Perturbation Theory - Shift of Ground State

[Fraktal]

Homework Statement

Use leading order perturbation theory to calculate the ground state shift of hydrogen due to perturbation: $$\hat{V}$$

Homework Equations

1. Leading terms in expansion of energy:

$$E=mc^{2}+\frac{p^{2}}{2m}-\frac{p^{4}}{8m^{3}c^{2}}+...$$

2.

$$\hat{H}=\hat{H}_{0}+\hat{V}$$

where $$\hat{H}_{0}$$ is the Hamiltonian and the leading correction:

$$\hat{V}=-\frac{\hbar^{4}}{8m^{3}c^{2}}\Delta^{2}$$

Other useful equations:

1. $$\left(\psi_{1},\Delta^{2}\psi_{2}\right)=\left(\Delta\psi_{1},\Delta\psi_{2}\right)$$

2. $\psi_{0,0,0}$ is a solution to the relevant stationary Schrodinger equation.

The Attempt at a Solution

Not sure where to start with this! :grumpy:

 

[fzero]

Not sure where to start with this! :grumpy:

First of all, you need to identify a dimensionless parameter that you are expanding around in perturbation theory. Then you need to dig through your notes or text for some more relevant equations dealing with the expansion of the perturbed states and energy levels in terms of those of the unperturbed quantities.

 

[Fraktal]

Still don't know how to be doing this

Found another equation (not sure how useful it is) for the corrections to the Hamiltonian:

$$\hat{H}=\hat{H_{0}}+\hat{H_{k}}+\hat{H_{S}}$$

Where $\hat{H_{S}}$ represents the spin-orbit Hamiltonian. I have what $\hat{H_{k}}$ and $\hat{H_{S}}$ are but haven't shown those here at the moment since don't know if/how they're useful and are quite complicated expressions. I see that $\hat{H_{k}}$ corresponds to the 3rd term in the expansion previously shown, but not sure quite how that's useful.

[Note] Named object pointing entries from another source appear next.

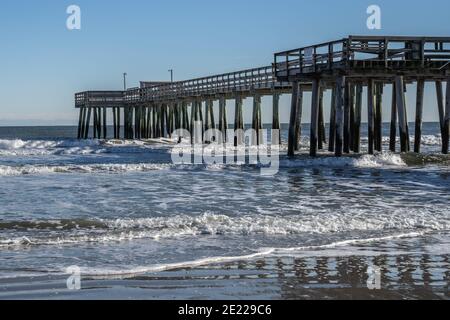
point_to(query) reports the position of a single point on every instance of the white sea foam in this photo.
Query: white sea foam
(364, 161)
(90, 168)
(221, 225)
(261, 253)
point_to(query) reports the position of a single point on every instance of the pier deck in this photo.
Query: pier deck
(345, 67)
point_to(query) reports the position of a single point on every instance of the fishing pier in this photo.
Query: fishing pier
(347, 67)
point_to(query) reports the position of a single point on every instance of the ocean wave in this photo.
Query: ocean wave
(104, 231)
(88, 168)
(257, 254)
(363, 161)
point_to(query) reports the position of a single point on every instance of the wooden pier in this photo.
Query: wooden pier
(345, 67)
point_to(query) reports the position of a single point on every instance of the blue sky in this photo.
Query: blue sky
(43, 64)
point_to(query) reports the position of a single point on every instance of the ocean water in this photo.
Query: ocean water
(123, 209)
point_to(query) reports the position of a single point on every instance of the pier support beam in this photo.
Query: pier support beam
(238, 122)
(322, 136)
(393, 133)
(105, 127)
(95, 123)
(223, 124)
(298, 123)
(315, 105)
(276, 117)
(149, 122)
(209, 115)
(446, 133)
(88, 120)
(401, 109)
(419, 114)
(347, 113)
(257, 120)
(440, 103)
(80, 122)
(379, 118)
(340, 100)
(185, 116)
(293, 119)
(357, 119)
(371, 115)
(332, 139)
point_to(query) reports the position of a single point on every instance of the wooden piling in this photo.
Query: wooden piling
(257, 120)
(347, 107)
(238, 121)
(371, 115)
(357, 119)
(332, 136)
(298, 122)
(446, 133)
(95, 124)
(105, 128)
(339, 136)
(114, 123)
(223, 124)
(379, 118)
(440, 103)
(80, 121)
(393, 132)
(293, 119)
(352, 117)
(87, 124)
(314, 117)
(401, 109)
(321, 129)
(276, 117)
(419, 114)
(149, 122)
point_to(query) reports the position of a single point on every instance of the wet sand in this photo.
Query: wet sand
(402, 277)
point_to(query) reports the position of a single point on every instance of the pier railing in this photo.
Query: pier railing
(108, 99)
(358, 51)
(228, 83)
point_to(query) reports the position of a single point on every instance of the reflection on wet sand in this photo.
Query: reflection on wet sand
(421, 276)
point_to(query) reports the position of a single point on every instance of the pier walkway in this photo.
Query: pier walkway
(347, 67)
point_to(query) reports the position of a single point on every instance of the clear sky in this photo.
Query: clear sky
(43, 64)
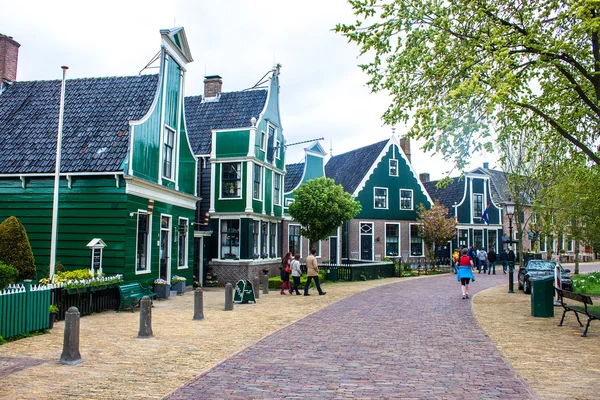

I just don't get how to do this perturbation stuff.

 

[fzero]

I can guarantee that there's a section on time-independent perturbation theory in your textbook. You want to rewrite your Hamiltonian in the form

$$\hat{H} = \hat{H}_0 + \lambda \hat{H}^{(1)},$$

where $$\lambda$$ is a small, dimensionless constant. To do this, it might be convenient to note that the average momentum of the electron is small compared to its mass (times c). Therefore $$\lambda$$ is conveniently written in terms of a ratio of a scale corresponding to the average momentum over the mass. $$\hat{H}_1$$ can then be written in terms of $$\hat{V}$$.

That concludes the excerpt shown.